Milanka Opacic, 47 anos, é uma figura controversa no agitado mundo político de Zagreb. De origem sérvia, mãe solteira de uma filha adoptada, num país católico e fervorosamente nacionalista, esta licenciada em Ciência Política é a terceira figura na hierarquia de um Governo de coligação de centro-esquerda, com a pasta das Políticas Sociais e da Juventude. Foi dela que partiu a ideia de anular as dívidas pessoais (à banca, empresas de telecomunicações e serviços) dos cidadãos mais pobres que devessem até cinco mil euros e, por isso, tivessem as contas penhoradas. Esta lei, que a imprensa internacional considerou pioneira e quase utópica, foi uma medida “excepcional” e irrepetível, que esteve em vigor até à semana passada. Um dia antes de terminar o prazo para que os cidadãos croatas se pudessem candidatar a este perdão de dívidas, o PÚBLICO entrevistou a ministra no seu gabinete, em Zagreb.
Que aspectos positivos salienta deste perdão de dívidas?

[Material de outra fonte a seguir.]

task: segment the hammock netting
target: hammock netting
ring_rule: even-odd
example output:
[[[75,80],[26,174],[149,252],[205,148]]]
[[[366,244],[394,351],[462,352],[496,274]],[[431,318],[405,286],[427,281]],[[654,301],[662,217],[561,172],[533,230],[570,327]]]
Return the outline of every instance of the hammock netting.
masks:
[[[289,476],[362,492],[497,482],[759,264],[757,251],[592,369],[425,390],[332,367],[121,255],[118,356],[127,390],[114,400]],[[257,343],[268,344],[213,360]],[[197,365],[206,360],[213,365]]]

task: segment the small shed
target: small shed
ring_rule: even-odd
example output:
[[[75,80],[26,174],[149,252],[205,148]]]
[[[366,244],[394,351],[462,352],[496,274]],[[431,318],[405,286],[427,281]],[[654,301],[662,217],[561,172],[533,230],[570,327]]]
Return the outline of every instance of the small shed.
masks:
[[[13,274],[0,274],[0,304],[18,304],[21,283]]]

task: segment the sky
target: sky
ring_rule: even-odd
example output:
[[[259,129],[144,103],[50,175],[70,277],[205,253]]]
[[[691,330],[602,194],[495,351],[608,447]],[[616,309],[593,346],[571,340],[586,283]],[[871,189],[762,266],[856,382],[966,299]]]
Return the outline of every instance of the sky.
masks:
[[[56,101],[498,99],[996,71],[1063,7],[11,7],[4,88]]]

O principal é que esta anulação voluntária de dívidas resultou de um acordo entre os credores e os devedores. Foram as companhias de telecomunicações, a banca, as empresas municipais e estatais que chegaram à conclusão de que esta era uma medida útil. Estiveram de acordo sobre tudo: os critérios, o alcance. Foi um grande passo para a Croácia. Mostrou como todos podem mostrar responsabilidade social e interesse pela comunidade.

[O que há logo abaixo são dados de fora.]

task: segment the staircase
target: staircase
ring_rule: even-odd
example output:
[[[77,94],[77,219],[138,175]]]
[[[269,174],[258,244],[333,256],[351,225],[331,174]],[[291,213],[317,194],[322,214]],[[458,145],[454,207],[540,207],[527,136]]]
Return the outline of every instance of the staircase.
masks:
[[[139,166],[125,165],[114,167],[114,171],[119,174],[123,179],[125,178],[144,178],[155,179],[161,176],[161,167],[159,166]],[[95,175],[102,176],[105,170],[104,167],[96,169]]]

Que argumentos usaram com os credores?
Dissemos que isto era também culpa deles. Eles estavam a providenciar serviços a pessoas, ao longo de anos, sem que as pessoas tivessem rendimentos para pagar. Isto não é socialmente responsável. Além de que estas empresas estavam a contratar notários, advogados, solicitadores, para cobrar pequenos montantes, cujos honorários acresciam à dívida das pessoas. Às vezes só esse valor era cinco vezes maior do que a própria dívida... Estamos com os tribunais entupidos por coisas destas. E isto não é bom. Temos de pôr tudo a zeros. Equilibrar. Dar uma hipótese de novo começo.
Porque avançaram com esta medida? O sobre-endividamento afecta a economia no seu todo?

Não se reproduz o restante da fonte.